No other aspect of the trial judge’s summing up cures the legal error conveyed by the impugned direction. To the contrary, the error is exposed again in the balance of the summing up. Accordingly, while the trial judge reiterated that the forensic evidence did not establish if the fractures to McCabe’s skull were caused before or after death and that the jury had to consider the possibility that the injuries were caused in the assault about which Greer gave evidence, this further and final reference to Greer’s evidence in the context of the case against Huxley also did not suggest that, contrary to the impugned direction, the jury did not have to be satisfied beyond reasonable doubt that Greer’s evidence was truthful, reliable, and accurate…

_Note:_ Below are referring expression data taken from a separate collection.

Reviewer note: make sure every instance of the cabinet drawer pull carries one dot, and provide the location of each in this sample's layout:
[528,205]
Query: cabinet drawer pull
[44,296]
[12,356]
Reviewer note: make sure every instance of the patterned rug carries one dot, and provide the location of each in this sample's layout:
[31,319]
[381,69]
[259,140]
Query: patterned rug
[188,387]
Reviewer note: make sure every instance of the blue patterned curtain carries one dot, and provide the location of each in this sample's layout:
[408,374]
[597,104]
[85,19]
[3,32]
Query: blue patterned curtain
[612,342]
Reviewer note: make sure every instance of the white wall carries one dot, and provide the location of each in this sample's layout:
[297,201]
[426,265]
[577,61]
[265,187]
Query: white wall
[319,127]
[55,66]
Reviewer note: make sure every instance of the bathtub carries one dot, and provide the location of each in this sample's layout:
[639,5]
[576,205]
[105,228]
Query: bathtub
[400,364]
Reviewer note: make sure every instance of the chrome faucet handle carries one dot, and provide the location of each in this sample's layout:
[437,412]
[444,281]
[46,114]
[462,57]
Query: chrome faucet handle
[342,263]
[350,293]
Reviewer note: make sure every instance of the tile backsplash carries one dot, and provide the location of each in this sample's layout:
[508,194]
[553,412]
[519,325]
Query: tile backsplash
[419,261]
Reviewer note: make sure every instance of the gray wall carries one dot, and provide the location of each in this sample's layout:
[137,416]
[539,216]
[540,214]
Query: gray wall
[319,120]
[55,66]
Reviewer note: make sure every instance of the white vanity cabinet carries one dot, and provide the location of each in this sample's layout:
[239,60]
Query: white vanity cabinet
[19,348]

The jury ought reasonably to have understood the trial judge to be directing it as the trial judge said he intended – that is, that in addition to scrutinising Greer’s evidence with care due to her drug and alcohol consumption and the circumstances in which she gave evidence (the Robinson direction), the jury could only act on Greer’s evidence generally if satisfied beyond reasonable doubt that Greer’s evidence was truthful, reliable, and accurate. In the case against Huxley, that direction was wrong in law.”

Conclusion

This was a tight 3-2 High Court decision which turned on the construction of the impugned direction, with a majority dismissing the appeal. In this case, an apparent ambiguity or misstatement led to the case being determined by the High Court, and the jury’s guilty verdict with respect to murder almost being overturned.